Friday, 30 September 2011

Cycles of Revolt


It has been noted that Trinidad, not Tobago, possesses a cycle of violence. From the time of Governor Sir Tomas Picton, slave insurrection, official violence, torture, public execution, public display of decapitated heads, public whippings (1,500 lashes for desertion) from the army was meted out to both free and enslaved, military and civilian, even to young girls, on through to slave poisonings on the estates.
This happened in a short period from 1797-1805. Then the Port of Spain Riots of 1849 took place, when a British regiment opened fire on a mob intent on destroying the Government building, later the Red House, in protest of a law stating that the heads of debtors be shaved in the same manner as convicted felons. The law was repealed. In the 1890s, the Canboulay Riots and the Hosay Riots took place. This was followed 54 years later by the famous Water Riots, when a mele ensued the burning down of the Red House and 16 people were shot.
Just 35 years later, the country experienced a general strike in which riots swept the city and protesting workers were shot out of hand at various places around the country. In 1970, Port of Spain’s Woodford Square again saw demontrations, riots and shootings. The events of 1990 are well known. This re-occuring cycle of revolt, followed by official reaction, has now become virtually inherited, involving basically the same people for close to 200 years.
In the context of these articles, we will deal with events that led up to the Water Riots of 1903.
Crown colony rule was frustrating for the general populance right accross the board. It was reepressive to the lower classes, mostly black people, and it tended to debar upward mobility confining the children of the ex-slaves to perpetual poverty. It was humiliating to the coloured people and the white middle class, who, notwithstanding the heroic attempts at educating their children and mindboggling and convoluted endeavours to achieve and maintain European cultural moirees and a respectable lifestyle, they were still ouside the pale and likely to remain there.
The upper class French creoles were jealous of the English for their positions and power and smarting at the slights dished out by people whom they considered to be beneath their social standing. They were the grandchildren of the original aristocratic colonists who had, after all, come here first. The Indians were completely out of the equation socially and politically at this point.
In the closing years of the 19th century, opposition to colonial rule became more general and in fact more radical. What was mostly a middle class dissatisfaction evolved into movements that attracted working class support.

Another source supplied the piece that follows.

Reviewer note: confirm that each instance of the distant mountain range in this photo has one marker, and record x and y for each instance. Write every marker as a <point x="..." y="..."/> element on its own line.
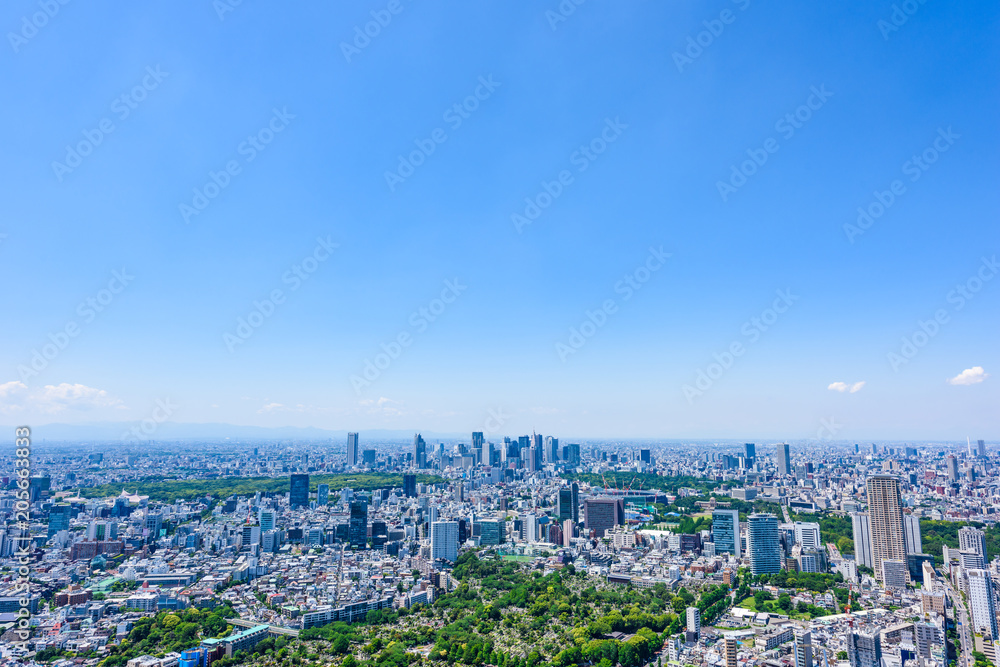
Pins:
<point x="174" y="431"/>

Joseph Chamberlain, the Secetary of State for the Colonies, the Govenor’s boss, brushed aside the reform movements and turned down appeals for any form of elected representation in the Legistlature, summing it up thus “Local government (falsely so called) is the curse of the West Indies. In many islands it means only local oligarchy of whites and half breeds - always incapable and frequently corrupt. In other cases it is the rule of the negroes, totaly unfit for representative institutions and the dupes of unscrupulous adventures.” He followed this up by ending the token majority of local unofficials in the Legislative Council nominated by the Governor.
He then moved on the Port of Spain Borough Council. An elected body set up in 1853, it had served as an important forum for local politicians, particularly the black and coloured radicals, and was the only voice through which any national view could be expressed by elected representatives. The conditions placed on the members were tough and they voted not to accept these and, in effect, voted themselves out of existence. Chamberlain ordered a Board of Commissions put in place to run the city. It was felt that this amounted to “the killing of a school to teach people to manage their own affairs.”
These were not significant issues, however, to attract mass support. The young but vigorous Trinidadian Workingman’s Association was much better able to do rally people around their causes, and so too was th Pan African Association led by a London-based lawyer called H.S. Williams. The next and sigificant link was forged by the creation of the Rate Payers’ Association, comprised mostly of professionals and businessmen. This group of taxpayers sought to act as a counter balance against arbitrary measures taken by the government, particularly in the distribution of water in the city. These groups acted, more or less, in an organised manner. The grassroots, however alienated, poor and easily manipulated, were moved by the rhetoric of Rate Payers’ Association’s principle speakers, Emmanuel Lazare, Moresse-Smith and others. Those speakers urged them to assemble in Woodford Square, outside the Red House, on the day when the new Ratepayers Ordinance was supposed to be read. The purpose was to seek to prevent this reading. The Ratepayers’ Association’s radicals made a strenuous effort to excite the assembled crowds against the Government. The outcome was a major riot during which the old Red House was completely burnt down. Much of recorded history was forever lost in this fire. Soldiers were called in, and 42 people were wounded, 16 lost their lives.